One of the the misconceptions that students tend to keep coming back to when learning about evolution is the idea that organisms evolve “into” one other (so to speak) rather than branching off from common ancestors. This is why you commonly hear the questions, “Did we evolve from monkeys?” or, “If we came from monkeys then why are monkeys still around?”.
In order to attempt to address this misconception, last semester I started doing an activity as part of my evolution unit to help students better understand phylogenetic trees and evolutionary relationships. The activity is in three phases:
- Phase 1 – students examine “passport” cards that different runners got during a race. Every time the runners took a different path (which here is a metaphor for a new trait or branch of evolution), they got a different stamp. The students reconstruct the race map based on the passport stamps.
- Phase 2 – students examine different animal cards with different traits printed on them that each of the animals have. They fill in a chart listing which traits go with which animal. (These traits happen to match the stamps the runners had on their passports as well).
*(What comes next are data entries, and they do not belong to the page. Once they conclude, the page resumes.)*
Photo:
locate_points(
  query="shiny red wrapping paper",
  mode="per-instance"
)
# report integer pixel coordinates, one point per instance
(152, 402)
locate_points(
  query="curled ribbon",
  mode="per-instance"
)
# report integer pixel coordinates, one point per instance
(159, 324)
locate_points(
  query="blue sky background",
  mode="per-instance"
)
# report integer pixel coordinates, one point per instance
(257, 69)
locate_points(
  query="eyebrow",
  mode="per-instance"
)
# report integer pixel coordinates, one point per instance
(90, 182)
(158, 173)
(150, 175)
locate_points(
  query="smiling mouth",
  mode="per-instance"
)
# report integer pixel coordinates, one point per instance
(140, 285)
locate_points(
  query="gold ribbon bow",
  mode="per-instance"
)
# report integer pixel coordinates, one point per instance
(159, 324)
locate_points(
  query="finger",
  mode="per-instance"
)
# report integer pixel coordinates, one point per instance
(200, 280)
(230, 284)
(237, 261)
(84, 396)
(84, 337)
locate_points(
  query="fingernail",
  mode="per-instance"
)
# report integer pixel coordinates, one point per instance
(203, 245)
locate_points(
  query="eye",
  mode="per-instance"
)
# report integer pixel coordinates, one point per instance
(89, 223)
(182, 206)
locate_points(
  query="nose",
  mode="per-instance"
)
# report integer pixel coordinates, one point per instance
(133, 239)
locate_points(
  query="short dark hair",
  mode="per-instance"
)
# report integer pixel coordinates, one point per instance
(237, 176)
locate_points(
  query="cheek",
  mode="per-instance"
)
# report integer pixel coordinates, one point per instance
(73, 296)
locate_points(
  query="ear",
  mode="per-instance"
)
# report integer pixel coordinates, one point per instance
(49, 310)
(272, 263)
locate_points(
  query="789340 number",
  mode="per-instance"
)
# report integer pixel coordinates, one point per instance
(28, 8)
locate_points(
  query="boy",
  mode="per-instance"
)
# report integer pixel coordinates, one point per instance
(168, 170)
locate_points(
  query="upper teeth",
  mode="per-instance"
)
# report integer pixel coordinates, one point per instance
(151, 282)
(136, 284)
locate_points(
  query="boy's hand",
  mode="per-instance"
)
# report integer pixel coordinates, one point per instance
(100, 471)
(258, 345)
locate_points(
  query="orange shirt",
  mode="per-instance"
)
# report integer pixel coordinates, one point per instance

- Phase 3 – students make a phylogenetic tree for the animals out of pipe cleaners that is a 3D representation of the race map they drew in phase 1.
I love this activity because by the time students are at phase 3 I start to hear a lot of “oh ok” and “oh I get it” going around the room. I think that even though most of my students could answer a multiple choice question about a phylogenetic tree without this activity, they don’t truly understand what the branch points represent until they actually go through the process of building one.